In a spirit of repentance, the United Methodist Church is making good on a pledge to support a learning center at the Western site of an 1864 massacre of Native Americans led by a Methodist minister.
The UMC’s General Commission on Christian Unity and Interreligious Concerns, based in New York City, announced that it has gived $50,000 to the National Park Service for developing a center at the Sand Creek Massacre National Historic Site, near Eads, Colorado. The donation will be used to fund research materials and other public education initiatives.
The donation is the latest in a series of acts in which the 12-million-member denomination has apologized for the action of Colonel John Chivington, a Methodist minister who led a Nov. 29, 1864, attack against members of the Cheyenne and Arapaho peoples along the banks of Sand Creek.
Some 165 people — most of them women, children and the elderly — were killed. As a result of the massacre, Cheyennes and Arapahos abandoned all claims to what was then the Territory of Colorado.
“This effort is only a single step in a very complex and emotional journey for our church,” the Rev. Stephen Sidorak, Jr., general secretary of the General Commission on Christian Unity and Interreligious Concerns, said in a recent statement. “We have played an unfortunate role in history in regards to Native Americans and our recognition of our involvement is long overdue.”
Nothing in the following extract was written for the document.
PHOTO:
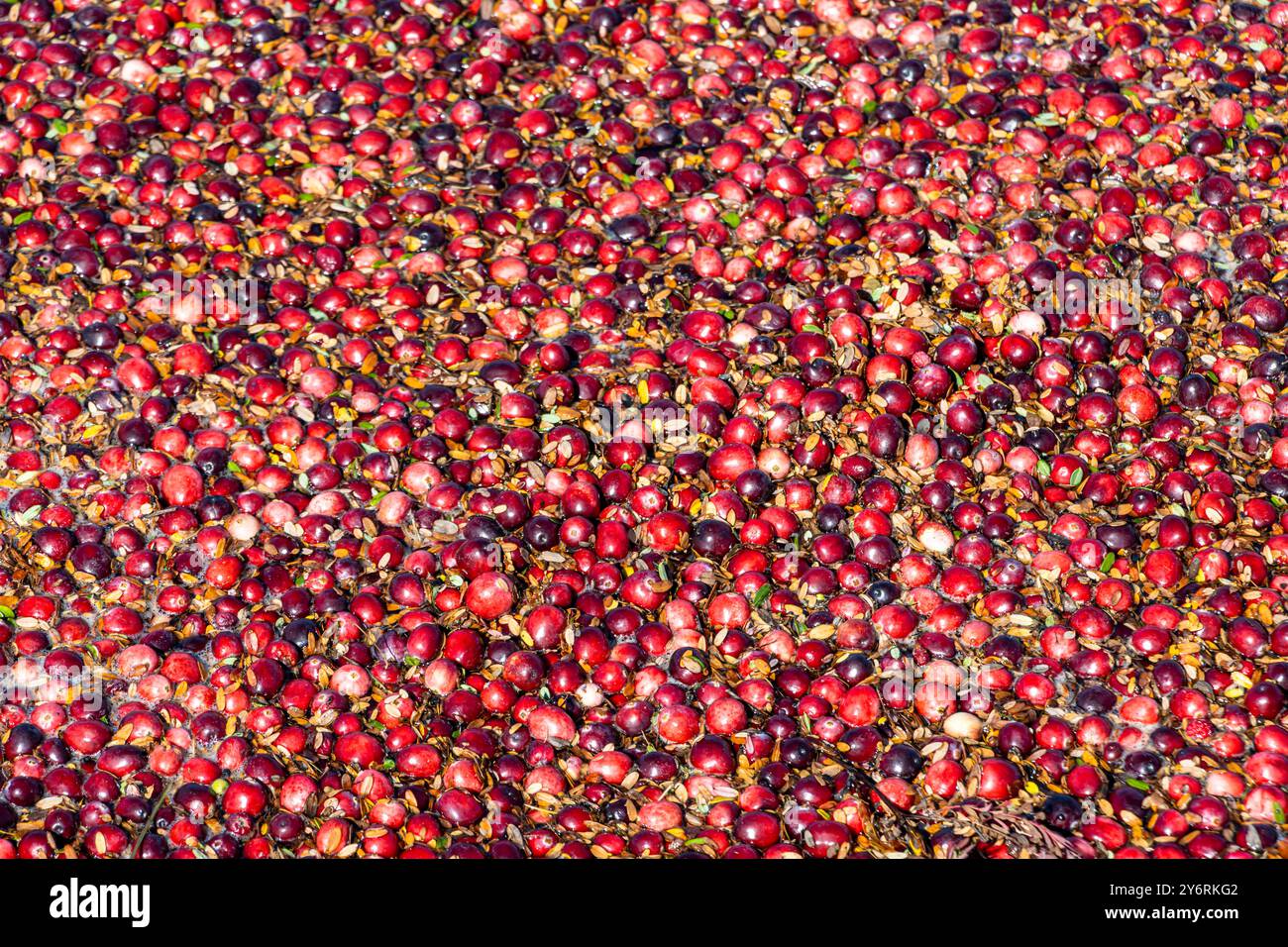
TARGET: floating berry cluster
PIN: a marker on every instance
(706, 429)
Sidorak told ENInews that Northern Cheyenne peoples today “are quite struck by the fact that animals have returned to the massacre site, evidence of the healing of the land, a victory of life over death.”
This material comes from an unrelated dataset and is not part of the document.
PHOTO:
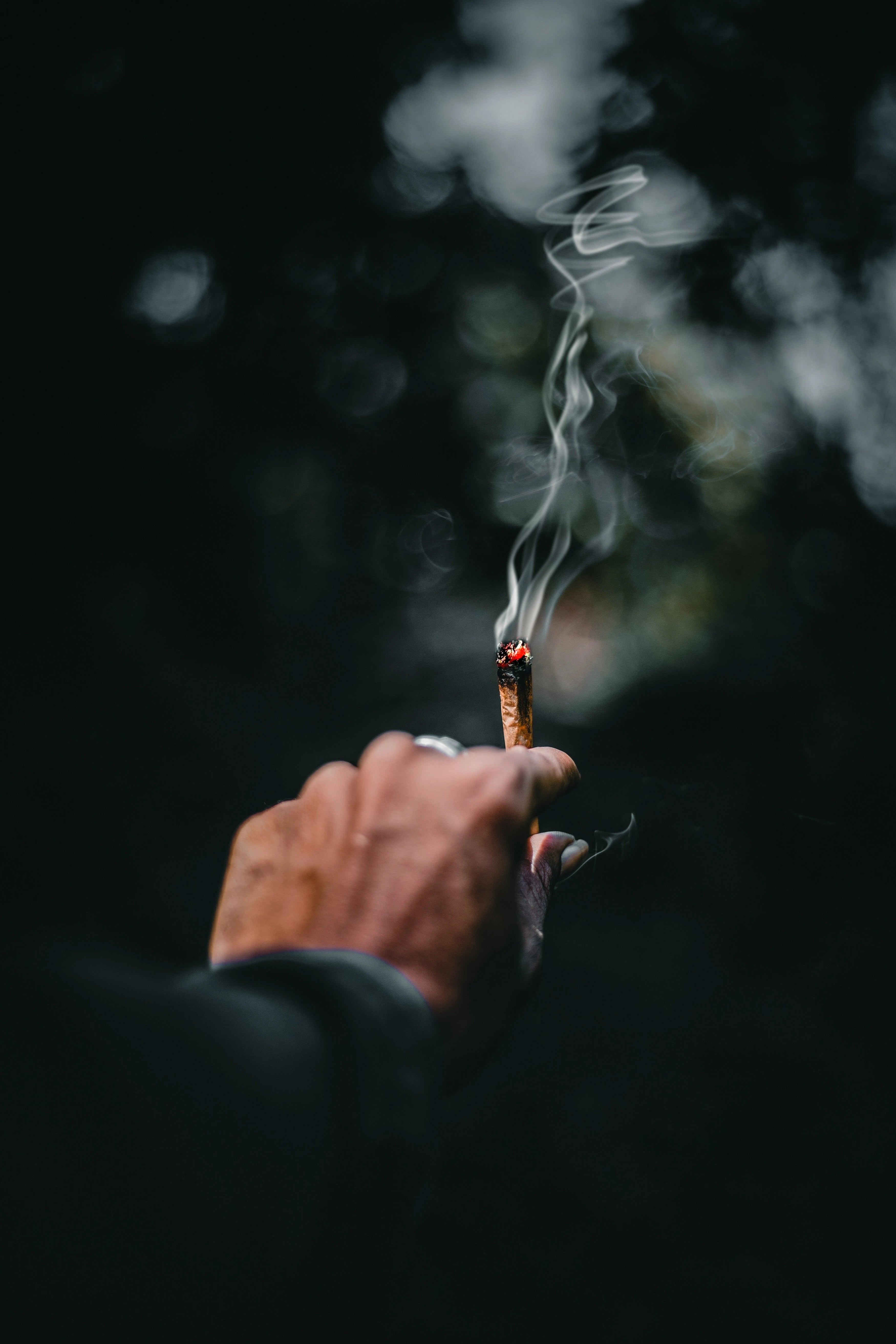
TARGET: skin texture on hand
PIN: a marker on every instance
(412, 857)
The UMC is preparing for a formal “Act of Repentance to Indigenous Persons” during the meeting of its top legislative body, the United Methodist General Conference, to be held April 25- May 4, 2012, in Tampa, Florida.
That service, the general commission said, “is intended to be an acknowledgment of wrongs done to indigenous persons and the beginning of a process to heal relationships between indigenous communities and the church.”
The UMC’s 1996 General Conference formally expressed regret for the Sand Creek massacre and issued a public apology for the “actions of a prominent Methodist.” The denomination authorized a donation to the Sand Creek Massacre Learning Center in 2008.
“The Learning Center will enable descendants, visitors and researchers to study the causes and consequences of this tragedy and its relevance to contemporary events in the hope of preventing similar occurrences in the future,” Alexa Roberts, superintendent of the Sand Creek Massacre National Historic Site, said in a statement.
Chivington reportedly said: “Damn any man who sympathizes with Indians. I have come to kill Indians, and believe it is right and honorable to use any means under God’s heaven to kill Indians.” Almost twenty years after the event, he was unrepentant, declaring: “I stand by Sand Creek.”
Such acts and words continue to wound, Sidorak said, explaining: “We will never get a grip on our need for repentance until we grasp the breadth and depth of the historical injuries sustained by indigenous ancestors and the lasting wounds inflicted upon their descendants.”